Virtualization Panic
After few days running smoothly on ESXi, I got my first scare.
Here is what happened:
First, I upgraded the Windows XP instance running within the VM to SP3.
Then, I created a new Virtual Machine from scratch on my running ESXi server to learn how to do it.
The idea was to create a new virtual file server and move all my multimedia data into it so that I could shrink the size of my website VM.
Everything worked great. This is the process:
- Create new VM using the Virtual Infrastructure Client
- Attach the ISO image of Windows XP to the VM and set it up so that it would boot from it
- Configure the network to use an available IP address (192.168.1.4); I probably could have used DHCP.
Everything worked just fine. I did everything through the management UI and without reading the documentation. I just had to google how to make the VM boot from an ISO CD image to install Windows XP into it. I also had to mount a floppy disk ISO to install the VMware SCSI drivers for Windows XP. Very straightforward.
I started the copy of the “photos” directory to the new VM partition and I let it run overnight (60GB).
In the morning I realized the the main VM had restarted during the night. I blamed Windows’ automatic update service which I now realize I should have disabled (ah! these simple bakers turned naive system administrators…) .
I blamed Microsoft and re-started the copy operation.
But after a short while……. NOOOOOOOOOO!!!
The blue screen of death
Panic
I guess at this point I experienced what I am sure some customers go through sometime. After being on the virtualization high for getting everything virtualized smoothly, I had my first blue screen of death and paniced a little.
Note that I had very reasonable excuses to:
- blame Microsoft because they ‘made’ me upgrade to SP3
- blame myself, because I jammed another virtual machine on the same server
But both excuses were scary and lame because:
- Virtualization is not supposed to impact your ability to patch and update the hosted operating system
- Virtualization is DESIGNED to let you run multiple VMs on the same server. that’s the whole point!!! (plus I was still running at 15% CPU utilization at most…)
So, I armed myself with more patience and confidence in the product and debugged a little deeper. I noticed that the error in blue screen of death was “page_fault_in_nonpaged_area“, so i did some research and found out that this error is sometimes due to faulty memory chips… and I had my aha!!!! moment.

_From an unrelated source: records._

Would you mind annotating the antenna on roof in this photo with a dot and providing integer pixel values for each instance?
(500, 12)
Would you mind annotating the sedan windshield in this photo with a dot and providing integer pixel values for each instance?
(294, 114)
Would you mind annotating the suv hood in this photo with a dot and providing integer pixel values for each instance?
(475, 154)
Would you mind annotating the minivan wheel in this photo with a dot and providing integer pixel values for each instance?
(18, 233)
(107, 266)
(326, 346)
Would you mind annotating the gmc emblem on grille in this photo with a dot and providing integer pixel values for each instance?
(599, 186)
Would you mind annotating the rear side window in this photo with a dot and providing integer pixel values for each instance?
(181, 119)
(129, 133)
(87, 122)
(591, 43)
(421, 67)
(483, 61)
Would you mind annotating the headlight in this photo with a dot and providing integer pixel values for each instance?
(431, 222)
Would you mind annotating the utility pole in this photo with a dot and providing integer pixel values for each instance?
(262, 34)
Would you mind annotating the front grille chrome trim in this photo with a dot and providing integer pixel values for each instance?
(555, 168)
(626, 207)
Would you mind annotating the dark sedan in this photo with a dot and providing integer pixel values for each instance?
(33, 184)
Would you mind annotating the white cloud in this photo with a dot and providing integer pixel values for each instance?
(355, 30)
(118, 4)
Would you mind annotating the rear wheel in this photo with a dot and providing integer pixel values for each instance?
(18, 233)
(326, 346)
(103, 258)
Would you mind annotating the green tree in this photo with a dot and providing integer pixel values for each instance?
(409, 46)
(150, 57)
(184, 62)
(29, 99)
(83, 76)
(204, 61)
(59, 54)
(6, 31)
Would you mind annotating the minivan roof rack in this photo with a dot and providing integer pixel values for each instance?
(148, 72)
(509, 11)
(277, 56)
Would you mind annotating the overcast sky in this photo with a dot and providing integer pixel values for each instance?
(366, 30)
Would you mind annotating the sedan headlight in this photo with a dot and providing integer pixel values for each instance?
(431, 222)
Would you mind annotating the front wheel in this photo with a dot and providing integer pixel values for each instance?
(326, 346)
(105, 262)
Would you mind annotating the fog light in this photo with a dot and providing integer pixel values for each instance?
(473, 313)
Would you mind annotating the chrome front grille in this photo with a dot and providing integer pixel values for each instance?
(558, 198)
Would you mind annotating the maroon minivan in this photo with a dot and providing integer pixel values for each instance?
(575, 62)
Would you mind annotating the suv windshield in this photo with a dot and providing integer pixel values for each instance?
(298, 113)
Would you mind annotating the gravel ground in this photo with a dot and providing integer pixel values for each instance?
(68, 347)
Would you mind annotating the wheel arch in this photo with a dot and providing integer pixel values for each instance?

If you remember, when I changed the hard drive in the server, I also added a memory bank that I found in my hardware drawer…
So, I removed it and went back to 1.5 GB RAM and the system is back up and running.
And so is my confidence in VMware products!!!!
The Lesson
When deploying a new infrastructure, one needs to be careful about all the moving parts, document everything and most importantly be committed to the change.
I wanted it to work, and I know it works. So I did not blame the virtualization layer and went look for the real cause that turned out to be a faulty piece of hardware.
But what if I was not a champion of the technology and I did not know that it does reliably work in ten of thousands of production installations?
A little glimps into a dynamic that does happen in the relationship between IT shops and their technology and solution providers all the time.
Customers need:
- Guidance
- References
- Commitment and Support
They want their vendors to have their back when they run into trouble
Vendors need
- A technology champion and commitment from the top within the customer
- Customer references that provide confidence but even more importantly prescriptive guidance on how to deploy the technology successfully
- Be there for the customer
More on guidance and commitment later as they core to my first project at VMware.